この課題に対し、東北大学大学院理学研究科 附属地震・噴火予知研究観測センターの研究チームが、最先端の地下構造推定手法を用いて、日本列島下の全マントル3次元構造を初めて高精度で推定することに成功した。この研究により、日本列島下に沈み込んだ太平洋プレートが複数のブロックに分かれ、間欠的に下部マントルに沈み込んでいることが明らかになった。
千島弧の巨大噴火の新たなメカニズム、マントル深部からのエネルギー供給。
千島弧で発生する巨大噴火の発生要因について、新たな知見が得られた。
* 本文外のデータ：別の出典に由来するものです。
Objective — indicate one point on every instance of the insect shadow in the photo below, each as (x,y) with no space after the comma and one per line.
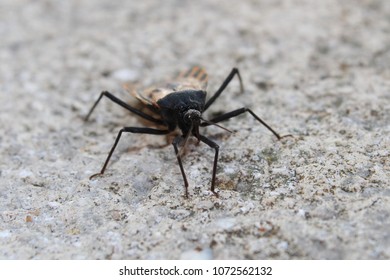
(180,103)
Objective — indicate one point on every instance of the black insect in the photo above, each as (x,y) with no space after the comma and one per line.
(180,103)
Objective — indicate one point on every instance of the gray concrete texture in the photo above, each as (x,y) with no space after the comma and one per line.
(316,69)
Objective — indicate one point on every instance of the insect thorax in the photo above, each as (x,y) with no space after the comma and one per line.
(177,106)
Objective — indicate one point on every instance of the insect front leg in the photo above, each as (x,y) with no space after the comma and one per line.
(216,148)
(223,86)
(175,143)
(240,111)
(144,130)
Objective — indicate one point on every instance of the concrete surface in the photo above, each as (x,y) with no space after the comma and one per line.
(316,69)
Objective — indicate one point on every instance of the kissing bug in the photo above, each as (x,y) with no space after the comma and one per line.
(180,103)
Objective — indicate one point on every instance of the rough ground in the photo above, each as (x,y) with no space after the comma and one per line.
(316,69)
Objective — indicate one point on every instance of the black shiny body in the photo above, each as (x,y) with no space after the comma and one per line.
(174,106)
(179,104)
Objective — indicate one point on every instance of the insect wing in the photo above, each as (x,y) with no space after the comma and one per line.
(195,78)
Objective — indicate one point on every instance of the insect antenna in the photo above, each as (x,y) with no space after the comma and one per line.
(212,123)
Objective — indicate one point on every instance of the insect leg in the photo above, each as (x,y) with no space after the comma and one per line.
(124,105)
(144,130)
(216,148)
(223,86)
(237,112)
(175,143)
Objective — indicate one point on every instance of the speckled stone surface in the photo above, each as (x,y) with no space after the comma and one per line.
(316,69)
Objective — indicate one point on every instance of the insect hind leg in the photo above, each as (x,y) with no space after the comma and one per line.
(223,86)
(124,105)
(240,111)
(143,130)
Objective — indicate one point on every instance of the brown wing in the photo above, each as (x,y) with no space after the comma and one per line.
(194,78)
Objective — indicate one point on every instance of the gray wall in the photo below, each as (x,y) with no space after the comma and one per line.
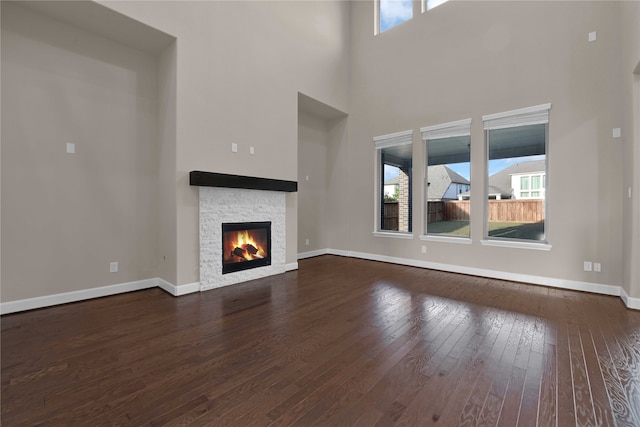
(65,217)
(469,59)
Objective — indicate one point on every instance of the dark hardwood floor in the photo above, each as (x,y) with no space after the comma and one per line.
(341,341)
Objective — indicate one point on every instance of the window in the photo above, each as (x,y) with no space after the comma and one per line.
(395,159)
(393,12)
(528,186)
(517,174)
(447,178)
(430,4)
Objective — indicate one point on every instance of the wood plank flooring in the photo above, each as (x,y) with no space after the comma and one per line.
(340,342)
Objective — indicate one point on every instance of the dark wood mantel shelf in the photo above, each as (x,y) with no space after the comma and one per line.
(212,179)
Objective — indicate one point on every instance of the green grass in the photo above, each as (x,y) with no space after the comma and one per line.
(511,230)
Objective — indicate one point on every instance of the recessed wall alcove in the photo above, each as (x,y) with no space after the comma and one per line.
(80,75)
(323,178)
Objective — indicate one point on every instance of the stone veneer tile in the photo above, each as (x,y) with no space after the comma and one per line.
(219,205)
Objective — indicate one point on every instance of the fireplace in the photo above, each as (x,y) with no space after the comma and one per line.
(228,199)
(245,245)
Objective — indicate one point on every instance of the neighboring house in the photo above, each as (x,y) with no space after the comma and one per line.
(526,180)
(391,185)
(445,184)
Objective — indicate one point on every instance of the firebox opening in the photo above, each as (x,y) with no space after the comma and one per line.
(245,245)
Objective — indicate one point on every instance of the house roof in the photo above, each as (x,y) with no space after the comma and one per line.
(393,181)
(440,177)
(500,182)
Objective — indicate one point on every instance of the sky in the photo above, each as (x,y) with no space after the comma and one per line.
(464,168)
(393,12)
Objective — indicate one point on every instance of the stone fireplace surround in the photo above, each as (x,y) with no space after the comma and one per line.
(233,198)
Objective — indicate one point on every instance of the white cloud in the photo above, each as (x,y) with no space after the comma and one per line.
(393,12)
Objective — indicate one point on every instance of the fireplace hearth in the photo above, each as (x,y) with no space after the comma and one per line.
(245,245)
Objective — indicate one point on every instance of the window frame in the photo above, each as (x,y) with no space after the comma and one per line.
(538,114)
(377,27)
(379,143)
(453,129)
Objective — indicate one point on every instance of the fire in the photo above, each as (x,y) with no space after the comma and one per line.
(246,247)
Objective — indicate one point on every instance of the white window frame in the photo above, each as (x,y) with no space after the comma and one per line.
(531,175)
(538,114)
(380,142)
(440,131)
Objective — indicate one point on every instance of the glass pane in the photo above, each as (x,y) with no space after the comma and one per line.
(394,12)
(535,182)
(448,186)
(395,209)
(516,165)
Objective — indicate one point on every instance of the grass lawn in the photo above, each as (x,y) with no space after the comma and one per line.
(513,230)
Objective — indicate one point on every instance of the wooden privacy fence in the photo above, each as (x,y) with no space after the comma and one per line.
(391,214)
(499,210)
(516,210)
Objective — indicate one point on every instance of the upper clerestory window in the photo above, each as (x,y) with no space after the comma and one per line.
(430,4)
(393,12)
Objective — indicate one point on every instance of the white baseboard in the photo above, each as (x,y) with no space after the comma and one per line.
(311,254)
(291,266)
(179,290)
(629,301)
(598,288)
(67,297)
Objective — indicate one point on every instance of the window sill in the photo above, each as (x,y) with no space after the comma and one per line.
(516,245)
(446,239)
(393,234)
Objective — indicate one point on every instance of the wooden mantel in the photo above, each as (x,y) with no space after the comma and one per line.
(213,179)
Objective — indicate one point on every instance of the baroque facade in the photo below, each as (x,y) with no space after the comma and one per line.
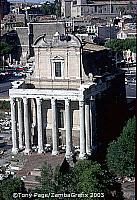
(57,104)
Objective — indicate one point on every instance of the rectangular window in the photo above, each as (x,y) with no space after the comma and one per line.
(57,69)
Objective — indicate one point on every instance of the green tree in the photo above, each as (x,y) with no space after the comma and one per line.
(10,186)
(121,153)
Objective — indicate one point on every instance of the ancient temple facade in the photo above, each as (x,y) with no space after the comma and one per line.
(56,104)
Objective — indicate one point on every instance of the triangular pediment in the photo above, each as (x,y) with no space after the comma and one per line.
(57,58)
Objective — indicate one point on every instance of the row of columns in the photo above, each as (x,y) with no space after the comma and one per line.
(85,116)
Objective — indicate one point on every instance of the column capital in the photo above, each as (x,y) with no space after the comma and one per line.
(67,102)
(12,100)
(39,100)
(81,103)
(25,100)
(19,99)
(53,101)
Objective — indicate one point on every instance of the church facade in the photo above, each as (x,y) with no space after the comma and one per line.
(56,105)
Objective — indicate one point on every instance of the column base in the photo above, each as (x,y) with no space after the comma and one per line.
(68,155)
(27,151)
(40,151)
(21,147)
(83,156)
(54,153)
(15,151)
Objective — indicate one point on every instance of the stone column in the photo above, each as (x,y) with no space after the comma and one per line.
(26,126)
(20,123)
(82,130)
(93,123)
(68,129)
(40,125)
(87,128)
(54,127)
(14,126)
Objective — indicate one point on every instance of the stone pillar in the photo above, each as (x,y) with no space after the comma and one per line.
(40,125)
(93,124)
(82,130)
(87,128)
(20,123)
(68,129)
(14,126)
(26,126)
(54,127)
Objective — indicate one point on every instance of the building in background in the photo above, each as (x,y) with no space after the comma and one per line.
(4,8)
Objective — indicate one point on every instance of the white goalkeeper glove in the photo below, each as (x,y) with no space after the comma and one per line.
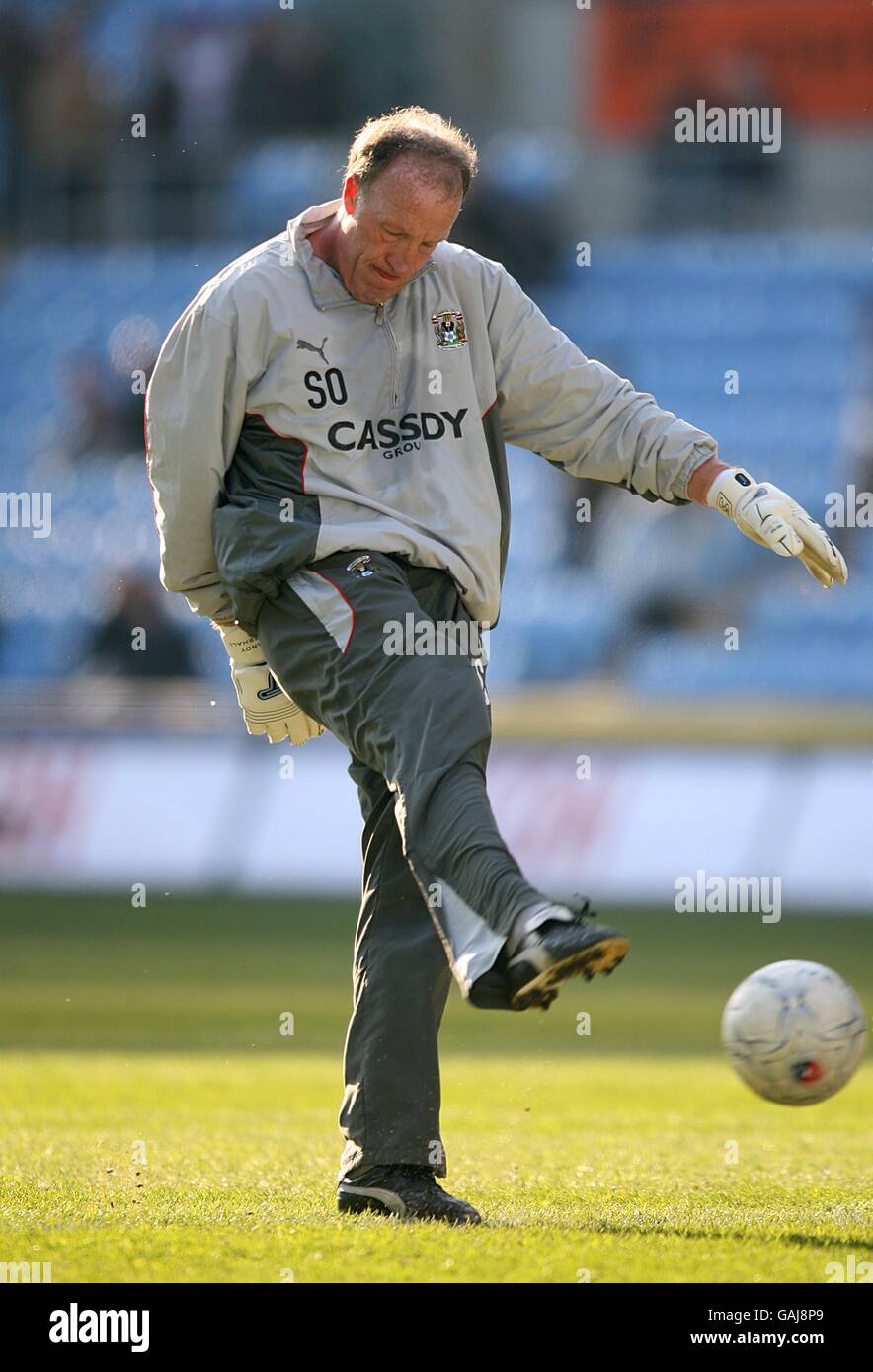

研究グループは、マントルの流れを可視化できる新手法を開発し、全マントルの流れ場を世界で初めて高精度に推定。その結果、マントル深部からの熱い上昇流が沈み込んだプレートの穴を通り、島弧マグマと混合することで、巨大噴火が引き起こされる可能性が示唆された。この発見は、火山噴火の発生メカニズムの解明に寄与し、今後の防災対策や噴火予測の精度向上に貢献することが期待される。
この研究によって、日本列島下に沈み込む太平洋プレートが、単一の塊ではなく複数のブロックに分かれ、間欠的に下部マントルへ沈み込んでいることが判明した。この成果により、地震発生のメカニズムやプレート運動の理解が深まり、長期的な地震予測や火山噴火のリスク評価に役立つ可能性がある。今後、この手法をさらに発展させることで、より精密な地下構造の解明が期待される。
科学的知見の蓄積が防災へ貢献。
今回の研究成果は、3月1日付で米国地球物理学連合(AGU)の科学誌『Journal of Geophysical Research: Solid Earth』にオンライン掲載された。
これまで未知の領域であった全マントルの構造や流れ場の可視化は、地震や火山噴火の発生要因を解明する上で極めて重要な進展となる。この研究を基に、より詳細な地下構造の解析が進めば、地震や火山噴火のリスク評価精度が向上し、防災・減災の取り組みに大きく貢献するだろう。